The CJEU stated that the assessment of whether an end user’s rights had been limited in contravention of Article 3(2) “involves determining whether the agreements and commercial practices of such a provider lead, by reason of their ‘scale’, to situations where end users’ choice is materially reduced, taking into account, in particular, the respective market positions of the providers of internet access services and of the providers of content, applications and services that are involved.”7 In light of these factors, the CJEU concluded that an internet package which included zero rating for certain applications and services, and allowed unrestricted access only to those services once a certain data volume had been exhausted, is liable to restrict the rights contained in Article 3(1) of the Net Neutrality Regulation while also reducing use of other applications and services.8

As regards the limited exception contained in the Net Neutrality Regulation which allows ISPs to put in place reasonable traffic management measures, the CJEU found, in particular, that this exception could not apply in the instant case as the measures were discriminatory, and thus could not be considered to be reasonable.9

As a result of these findings, the CJEU concluded that the packages at issue were not in compliance with the Net Neutrality Regulation.

Conclusion

ISPs will need to ensure that all internet packages which they may offer are in compliance with the Net Neutrality Regulation, and in particular that they do not breach the restrictions on zero-rated contracts, irrespective of whether those contracts are with consumers or businesses.

In relation to Ireland, it is interesting to note that the Commission for Communications Regulation (“ComReg”), which is tasked with enforcing the Net Neutrality Regulation in Ireland, recently stated in a report on the implementation of the Net Neutrality Regulation in Ireland that it “found no evidence for the existence of relevant zero-rated services in Ireland”.10 This is in contrast to a similar report by ComReg from 2019 which stated that it was aware of zero-rating practices in Ireland.11

These findings would therefore suggest that zero rating packages were, in any event, becoming less common prior to the CJEU’s judgment, which will no doubt further hasten their decline in the EU.

Also contributed by Niall FitzGerald and Ciarán Donohue.
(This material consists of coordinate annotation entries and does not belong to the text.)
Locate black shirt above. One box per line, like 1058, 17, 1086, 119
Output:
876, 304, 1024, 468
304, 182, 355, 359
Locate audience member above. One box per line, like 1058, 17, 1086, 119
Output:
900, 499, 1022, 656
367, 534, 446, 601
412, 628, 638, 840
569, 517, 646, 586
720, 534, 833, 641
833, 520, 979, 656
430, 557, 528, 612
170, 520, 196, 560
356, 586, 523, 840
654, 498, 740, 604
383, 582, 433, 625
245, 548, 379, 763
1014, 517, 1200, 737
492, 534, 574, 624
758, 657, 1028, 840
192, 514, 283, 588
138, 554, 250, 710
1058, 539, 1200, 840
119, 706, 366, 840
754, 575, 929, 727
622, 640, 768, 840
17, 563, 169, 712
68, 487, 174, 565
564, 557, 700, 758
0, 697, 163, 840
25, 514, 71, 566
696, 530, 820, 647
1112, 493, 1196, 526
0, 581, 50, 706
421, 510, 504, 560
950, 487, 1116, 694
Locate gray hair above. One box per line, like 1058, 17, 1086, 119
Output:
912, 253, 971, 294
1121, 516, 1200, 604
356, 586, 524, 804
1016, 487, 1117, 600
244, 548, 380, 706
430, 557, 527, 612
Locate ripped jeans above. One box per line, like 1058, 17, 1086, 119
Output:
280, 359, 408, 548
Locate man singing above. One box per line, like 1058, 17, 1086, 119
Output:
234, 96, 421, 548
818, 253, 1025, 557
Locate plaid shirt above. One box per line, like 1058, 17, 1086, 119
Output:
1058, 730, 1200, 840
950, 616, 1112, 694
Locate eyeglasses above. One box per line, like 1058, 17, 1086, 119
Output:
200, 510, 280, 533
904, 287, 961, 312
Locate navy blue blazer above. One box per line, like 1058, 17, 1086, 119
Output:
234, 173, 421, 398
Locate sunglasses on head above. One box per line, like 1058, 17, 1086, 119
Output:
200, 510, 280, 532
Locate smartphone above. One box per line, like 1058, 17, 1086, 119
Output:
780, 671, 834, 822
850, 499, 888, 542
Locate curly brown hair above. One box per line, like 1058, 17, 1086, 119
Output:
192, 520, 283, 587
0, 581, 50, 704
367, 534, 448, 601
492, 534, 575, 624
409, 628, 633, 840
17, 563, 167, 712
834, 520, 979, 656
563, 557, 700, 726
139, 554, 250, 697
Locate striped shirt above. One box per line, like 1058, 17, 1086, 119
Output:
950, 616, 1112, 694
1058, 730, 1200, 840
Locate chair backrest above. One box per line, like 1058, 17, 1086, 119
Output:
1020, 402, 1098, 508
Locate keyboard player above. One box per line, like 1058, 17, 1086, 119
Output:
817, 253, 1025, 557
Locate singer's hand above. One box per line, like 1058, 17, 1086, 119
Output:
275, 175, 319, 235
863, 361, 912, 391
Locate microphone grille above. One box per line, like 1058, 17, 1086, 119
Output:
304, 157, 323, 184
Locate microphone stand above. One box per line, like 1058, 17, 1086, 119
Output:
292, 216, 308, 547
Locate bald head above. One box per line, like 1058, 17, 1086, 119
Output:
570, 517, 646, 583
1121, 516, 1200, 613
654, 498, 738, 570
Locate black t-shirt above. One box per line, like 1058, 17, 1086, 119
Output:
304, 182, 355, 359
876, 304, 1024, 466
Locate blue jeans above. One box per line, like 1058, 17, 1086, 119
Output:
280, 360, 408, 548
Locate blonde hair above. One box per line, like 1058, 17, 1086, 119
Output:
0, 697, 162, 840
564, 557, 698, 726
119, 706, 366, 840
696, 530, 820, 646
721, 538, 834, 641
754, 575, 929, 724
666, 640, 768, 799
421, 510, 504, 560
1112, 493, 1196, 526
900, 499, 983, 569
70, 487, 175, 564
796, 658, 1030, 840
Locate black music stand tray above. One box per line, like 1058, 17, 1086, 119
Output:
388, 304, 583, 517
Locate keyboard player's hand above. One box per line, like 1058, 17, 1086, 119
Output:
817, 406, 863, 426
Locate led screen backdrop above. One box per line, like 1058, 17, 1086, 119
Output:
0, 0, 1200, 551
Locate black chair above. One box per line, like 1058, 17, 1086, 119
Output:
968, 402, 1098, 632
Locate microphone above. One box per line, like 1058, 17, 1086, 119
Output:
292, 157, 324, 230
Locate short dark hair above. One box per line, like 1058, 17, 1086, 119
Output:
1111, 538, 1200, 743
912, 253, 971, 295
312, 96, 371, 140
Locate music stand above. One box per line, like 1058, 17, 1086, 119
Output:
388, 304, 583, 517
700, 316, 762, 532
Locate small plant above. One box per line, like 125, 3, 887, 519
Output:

  1. Joined Cases C-807/18 and C-39/19, Telenor Magyarország Zrt v Nemzeti Média- és Hírközlési Hatóság Elnöke, 15 September 2020. Read more here
  2. Regulation (EU) 2015/2120 of the European Parliament and of the Council of 25 November 2015 laying down measures concerning open internet access and amending Directive 2002/22/EC on universal service and users’ rights relating to electronic communications networks and services and Regulation (EU) No 531/2012 on roaming on public mobile communications networks within the Union (Text with EEA relevance).
  3. Regulation (EU) 2015/2120, Article 3(2).
  4. Regulation (EU) 2015/2120, Article 3(3).
  5. Telenor Magyarország Zrt v Nemzeti Média- és Hírközlési Hatóság Elnöke, para 36.
  6. Telenor Magyarország Zrt v Nemzeti Média- és Hírközlési Hatóság Elnöke, para 39.
  7. Telenor Magyarország Zrt v Nemzeti Média- és Hírközlési Hatóság Elnöke, para 41.
  8. Telenor Magyarország Zrt v Nemzeti Média- és Hírközlési Hatóság Elnöke, paras 43-44.
  9. Telenor Magyarország Zrt v Nemzeti Média- és Hírközlési Hatóság Elnöke, paras 49
  10. Commission for Communications Regulation, Implementation of EU Net Neutrality Regulations in Ireland, 2020 Report (1 May 2019 to 30 April 2020) Information Notice, ComReg 20/55, 30/06/2020, page 9. Read Report here
  11. Commission for Communications Regulation, Implementation of EU Net Neutrality Regulations in Ireland, 2019 Report (1 May 2018 to 30 April 2019), Information Notice, ComReg 19/71, 28/06/2019, page 8. Read Report here

This document has been prepared by McCann FitzGerald LLP for general guidance only and should not be regarded as a substitute for professional advice. Such advice should always be taken before acting on any of the matters discussed.